The Government are invited to submit sample decisions, delivered in respect of administrative detentions pertaining to the period preceding the entry into force of Law no. 6458 , where the administrative courts have examined – within the context of an action for full remedy – the merits of complaints lodged by foreigners concerning ( i ) the material conditions of their detention, (ii) the unlawfulness of their administrative detention, (iii) the absence of any effective remedies to challenge the lawfulness of the detention, and (iv) the lack of prompt information on the reasons for deprivation of liberty . The Government are requested to include in their submissions decisions where the administrative courts have applied the time-limit rules for lodging an administrative action flexibly as suggested by the Constitutional Court.

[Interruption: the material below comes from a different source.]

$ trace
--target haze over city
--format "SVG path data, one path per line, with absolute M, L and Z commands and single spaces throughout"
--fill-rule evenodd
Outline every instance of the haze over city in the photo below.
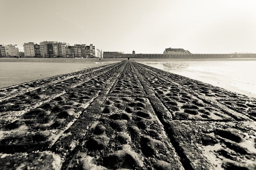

2. Were the conditions of the applicants ’ administrative detention compatible with Article 3 of the Convention?

The Government are invited to submit information and supporting documents on the material conditions at the Kumkapı Removal Centre and, as concerns the applicant in application no. 50119/18, the conditions at the Pendik Security Directorate, in particular the capacity of the rooms and the number of occupants held in those rooms in the relevant period, the opportunities for fresh air and daily exercise, the hygiene conditions and the adequacy of the food provided.

The parties are also invited to submit reports or information documents from reliable sources regarding the conditions of detention at the Kumkapı Removal Centre and the Pendik Security Directorate at the material time.

3. Did the applicants have at their disposal an effective domestic remedy for their complaints under Article 3 of the Convention, as required by Article 13 of the Convention?

4. Did the applicants ’ detention comply with the requirements of Article 5 § 1 of the Convention? On what legal basis were the applicants detained?

5. Were the applicants informed promptly of the reasons for their detention, as required by Article 5 § 2 of the Convention?

6. Did the applicants have at their disposal a remedy by which they could challenge the lawfulness of their deprivation of liberty, as required by Article 5 § 4 of the Convention?

7. Did the applicants have an effective and enforceable right to compensation for their detention in alleged contravention of Article 5 § 1, as required by Article 5 § 5 of the Convention?

The Government are requested to submit all documents relating to the applicants ’ detention and their release.